ActiveVLA / README.md

Update README.md

e2c328b verified about 8 hours ago

4.24 kB

	<div align="center">

	ActiveVLA: Injecting Active Perception into Vision-Language-Action Models for Precise 3D Robotic Manipulation

	Zhenyang Liu<sup>1,2</sup>, Yongchong Gu<sup>1</sup>, Yikai Wang<sup>3</sup>,
	Xiangyang Xue<sup>1,†</sup>, Yanwei Fu<sup>1,2,†</sup>

	<sup>1</sup>Fudan University, <sup>2</sup>Shanghai Innovation Institute, <sup>3</sup>Nanyang Technological University

	<sup>†</sup>Corresponding Authors

	[![Paper](https://img.shields.io/badge/Paper-Arxiv-b31b1b.svg)](https://arxiv.org/abs/2601.08325v1)
	[![Project Page](https://img.shields.io/badge/Project-Website-blue.svg)](https://zhenyangliu.github.io/ActiveVLA/)
	[![Video](https://img.shields.io/badge/Video-YouTube-red.svg)](https://zhenyangliu.github.io/ActiveVLA)

	</div>

	---

	## 📢 News & Roadmap

	This repository is the official implementation of ActiveVLA. We are currently preparing the code and data for release. Please stay tuned!

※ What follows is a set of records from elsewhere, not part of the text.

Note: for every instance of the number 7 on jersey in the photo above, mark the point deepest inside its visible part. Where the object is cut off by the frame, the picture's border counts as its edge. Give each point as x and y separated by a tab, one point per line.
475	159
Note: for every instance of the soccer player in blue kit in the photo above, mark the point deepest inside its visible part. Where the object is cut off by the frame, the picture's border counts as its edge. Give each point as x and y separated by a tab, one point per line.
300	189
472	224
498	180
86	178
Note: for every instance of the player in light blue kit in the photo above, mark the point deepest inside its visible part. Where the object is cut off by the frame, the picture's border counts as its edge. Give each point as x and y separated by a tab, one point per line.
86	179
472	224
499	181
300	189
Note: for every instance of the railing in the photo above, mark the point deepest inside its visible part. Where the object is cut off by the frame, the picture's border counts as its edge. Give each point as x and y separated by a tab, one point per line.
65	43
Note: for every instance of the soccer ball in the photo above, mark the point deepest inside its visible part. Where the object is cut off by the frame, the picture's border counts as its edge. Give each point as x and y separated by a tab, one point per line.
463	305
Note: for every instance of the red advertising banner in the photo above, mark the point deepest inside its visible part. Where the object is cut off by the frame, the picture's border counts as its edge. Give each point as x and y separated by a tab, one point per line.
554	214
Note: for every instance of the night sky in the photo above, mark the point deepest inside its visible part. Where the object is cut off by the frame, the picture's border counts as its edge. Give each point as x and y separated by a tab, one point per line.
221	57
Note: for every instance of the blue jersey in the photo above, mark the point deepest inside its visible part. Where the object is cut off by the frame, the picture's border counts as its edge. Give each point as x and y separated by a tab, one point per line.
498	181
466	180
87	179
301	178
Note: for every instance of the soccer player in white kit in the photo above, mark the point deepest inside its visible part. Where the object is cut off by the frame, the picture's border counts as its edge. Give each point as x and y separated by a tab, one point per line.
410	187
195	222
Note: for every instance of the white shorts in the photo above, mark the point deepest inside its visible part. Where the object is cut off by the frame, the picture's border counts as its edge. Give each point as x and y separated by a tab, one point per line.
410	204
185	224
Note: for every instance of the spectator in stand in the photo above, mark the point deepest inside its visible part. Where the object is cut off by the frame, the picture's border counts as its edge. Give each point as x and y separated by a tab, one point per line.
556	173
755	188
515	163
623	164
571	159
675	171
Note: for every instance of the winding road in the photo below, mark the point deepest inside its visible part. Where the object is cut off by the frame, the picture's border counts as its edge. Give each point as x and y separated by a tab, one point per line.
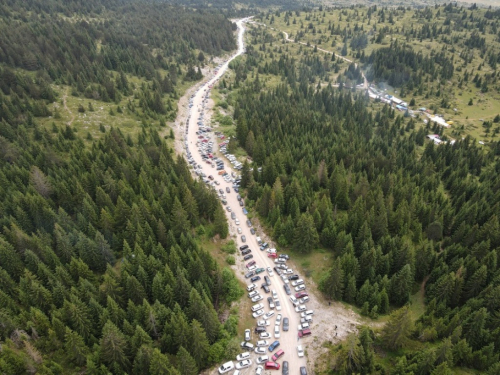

	- [ ] Release the Code (Training & Inference scripts).
	- [ ] Release Pre-trained Models.
	- [ ] Release Evaluation Scripts (RLBench, COLOSSEUM, GemBench).
	- [ ] Release Real-Robot Control Code.

	---

	## 📖 Abstract

	Most existing Vision-Language-Action (VLA) models rely on static, wrist-mounted cameras that provide a fixed, end-effector-centric viewpoint. This setup limits perceptual flexibility: the agent cannot adaptively adjust its viewpoint or camera resolution according to the task context, leading to failures in long-horizon tasks or fine-grained manipulation due to occlusion and lack of detail.

	We propose ActiveVLA, a novel vision-language-action framework that explicitly integrates active perception into robotic manipulation. Unlike passive perception methods, ActiveVLA empowers robots to:
	1. Actively Select Viewpoints: Autonomously determine optimal camera perspectives to maximize visibility and task relevance while minimizing occlusions.
	2. Active 3D Zoom-in: Selectively enhance high-resolution views of task-critical regions within the 3D scene.

	By dynamically refining its perceptual input, ActiveVLA achieves superior adaptability and performance in complex scenarios. Experiments show that ActiveVLA outperforms state-of-the-art baselines on RLBench, COLOSSEUM, and GemBench, and transfers seamlessly to real-world robots.

	---

	## 🚀 Method: ActiveVLA

	We propose a coarse-to-fine active perception framework that integrates 3D spatial reasoning with vision-language understanding.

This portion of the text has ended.